Classified advertisements have always been a favourite of mine to read but sadly they are disappearing from our newspapers. Reading the “classifieds” from old newspapers gives us some idea of the social history of a town. From lost animals to insolvency and tenders for new buildings to employment notices, the classifieds had it all.
In almost every paper there were lost and found horses and other stock. Inappropriate fencing or no fencing at all would have meant a roaming animal was a common sight.
Henry Gibb of Fiery Creek was still offering a reward for his cart horse five months after he last saw it.
Mr Mathison’s huge 17 hands high black horse would have been hard to hide. He offered a £1 reward for information on its whereabouts.
The Rev. Thomas Hastie was looking for a teacher of the Boninyong School (now Buninyong) i 1851. In Geelong, a couple with children were looking for work, him as a storekeeper and her as a housekeeper or teacher.

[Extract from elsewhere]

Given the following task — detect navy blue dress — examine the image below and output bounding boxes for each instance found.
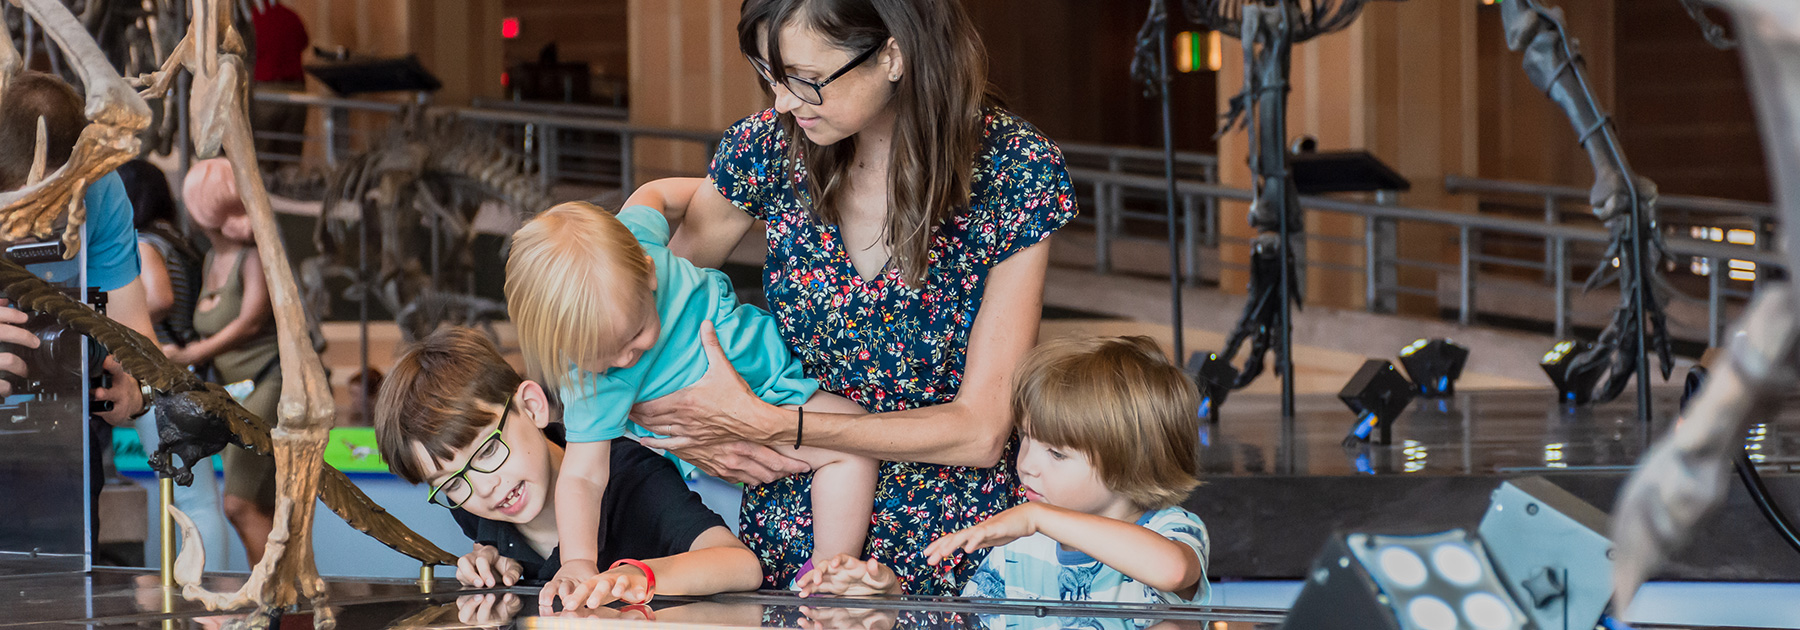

With plenty of building going on in 1851, Carver & Dalton’s auctions of timber would have drawn a crowd.
In 1856 the Collector of Customs of Customs House, Portland used the classifieds to issue a warning about tobacco used for washing sheep. Additional ingredients made it unfit for human consumption.
Poor George Gane had to air his dirty laundry in public presumably after his drunken wife ran up bills in his name. He declared he would not be responsible for any debts she incurred.
The following Immigration Remittance is an interesting notice and it had me thinking if I had any relatives that may have arrived in Victoria under the scheme described.
Something different to lost horses.
In 1879, the Clothes Washing Machine patented by John Walls could be purchased. The power, human power that is, needed to run the machine was minimal so even a 15-year-old girl could use it.
Miss Jenkins of Terang ran a sober operation at her Temperance Hotel and Coffee Rooms. Even the horses were well looked after. Meanwhile, Mrs Geddes of Camperdown had set up an employment agency for servants.
Henry Matson of Purrembete, tired of coursing parties in his paddocks leading to injury to his stock, threatened to lay poison in the paddocks. James Jackson of the Camperdown Brewery was also fed up. Fed up with his soda water and lemonade bottles going missing. He was going to sue basically any person with one of his bottles in their possession.